AWS Weather API Project
by L. Mark Coty
Why this project?
I wanted to use the knowledge I gained from studying for the AWS DEA-C01 exam to build a pipeline using data pulled from an API. This gave me the opportunity to gain some hands-on experience with several aspects of data handling in AWS that I did not have.
GitHub repository here. Run the notebook.
Process:
I subscribed to the OpenWeather API.
I created a Lambda function to pull the 5-day forecast for my zip code, which is updated every 3 hours.
I created an EventBridge rule to trigger the Lambda function every 3 hours.
After 24 hours, I had accumulated a set of JSON files in my S3 data bucket.
I ran a crawler to catalog the data.
I used a Glue job to remove some less interesting or unneeded fields (such as city, country, etc.).
I used Athena to query the final table and to make a few additional tweaks to the data, such as renaming further fields.
I connected QuickSight to Athena and generated several graphs which give a view of the weather forecasts in my area during the relevant period.
Below is a diagram of the pipeline:

The Content and Nature of the Data:
The data came into the S3 bucket in the form of very heavily nested JSON files, which is apparently typical for weather forecasts. After crawling the files, I used a Glue job to create a well-formatted and usable csv file. One issue was the Rain column, where if no rain was predicted the value was NaN instead of 0, so I changed them to 0. This led to the following characteristics of the dataset:


Next I looked at the boxplots for the numerical columns:

We can see that temps were predicted to stay within a narrow range and that wind and precipitation/rain were not forecasted to be much of a factor. Clouds and humidity seem to be the dominant factors in the forecast for the time period.
Here is a correlation heatmap of the numerical columns:

Observations:The negative correlation between humidity/clouds and temperature make sense, since the humid days tend to be cloudy.

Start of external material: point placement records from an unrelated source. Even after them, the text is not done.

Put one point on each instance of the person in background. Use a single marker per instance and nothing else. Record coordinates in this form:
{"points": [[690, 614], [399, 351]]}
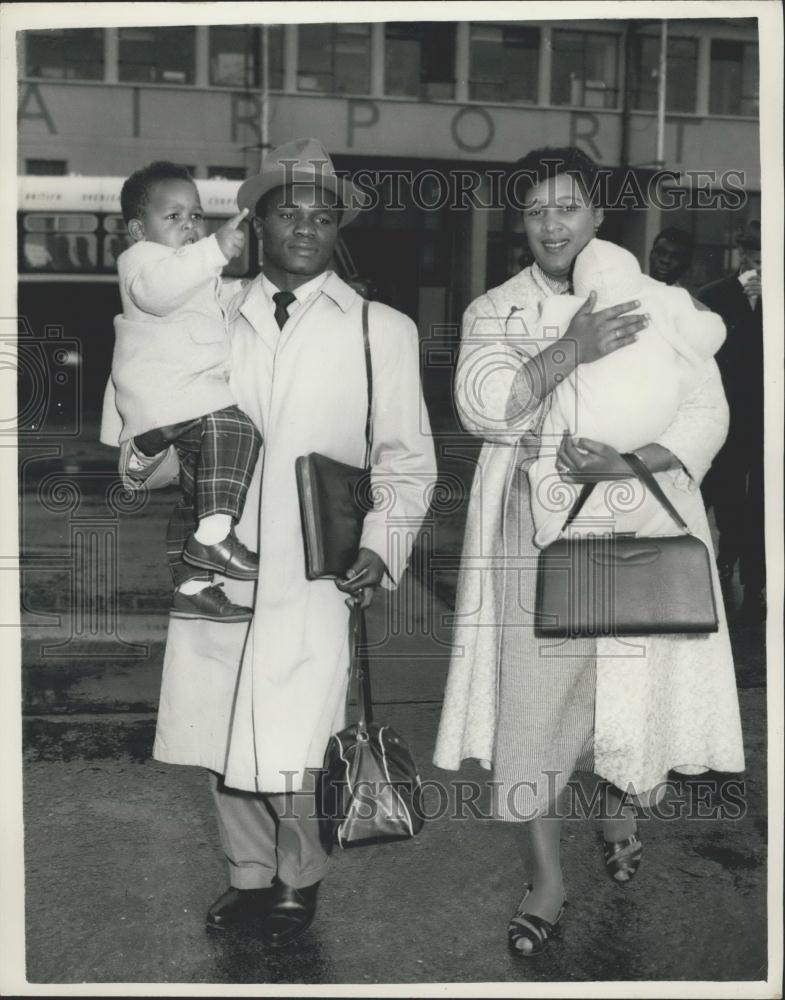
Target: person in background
{"points": [[670, 256], [734, 486]]}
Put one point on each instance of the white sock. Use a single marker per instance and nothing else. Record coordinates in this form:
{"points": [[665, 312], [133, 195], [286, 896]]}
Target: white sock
{"points": [[213, 528], [190, 587]]}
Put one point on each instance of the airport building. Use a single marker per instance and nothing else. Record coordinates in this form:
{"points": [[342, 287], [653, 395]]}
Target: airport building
{"points": [[424, 101]]}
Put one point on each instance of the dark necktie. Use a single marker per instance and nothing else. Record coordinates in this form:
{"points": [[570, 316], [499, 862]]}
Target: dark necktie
{"points": [[282, 302]]}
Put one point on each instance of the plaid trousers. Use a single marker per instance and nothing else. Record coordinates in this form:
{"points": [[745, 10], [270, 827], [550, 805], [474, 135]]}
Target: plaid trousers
{"points": [[217, 453]]}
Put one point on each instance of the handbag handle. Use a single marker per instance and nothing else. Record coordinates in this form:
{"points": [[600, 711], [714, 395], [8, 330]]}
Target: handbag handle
{"points": [[358, 640], [644, 473], [369, 379]]}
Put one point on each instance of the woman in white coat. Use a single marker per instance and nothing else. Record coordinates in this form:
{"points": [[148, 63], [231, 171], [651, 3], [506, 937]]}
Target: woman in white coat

The strong correlation between rain and precipitation_probablity needs no explanation.
Here is a graph of forecasted temperature over time -- very typical for late August in Atlanta:

And of course, in Atlanta, we must see humidity over time:

The general downward trend probably indicates the forecasted arrival of a "cold" (i.e., not blisteringly hot) front.
Finally, looking at the sky descriptions, we can see clearly that the sun was predicted to be only occasionally present during this period.

Conclusion:The 5-day outlook didn't change much during the period covered, and clouds and rain are definitely dominant.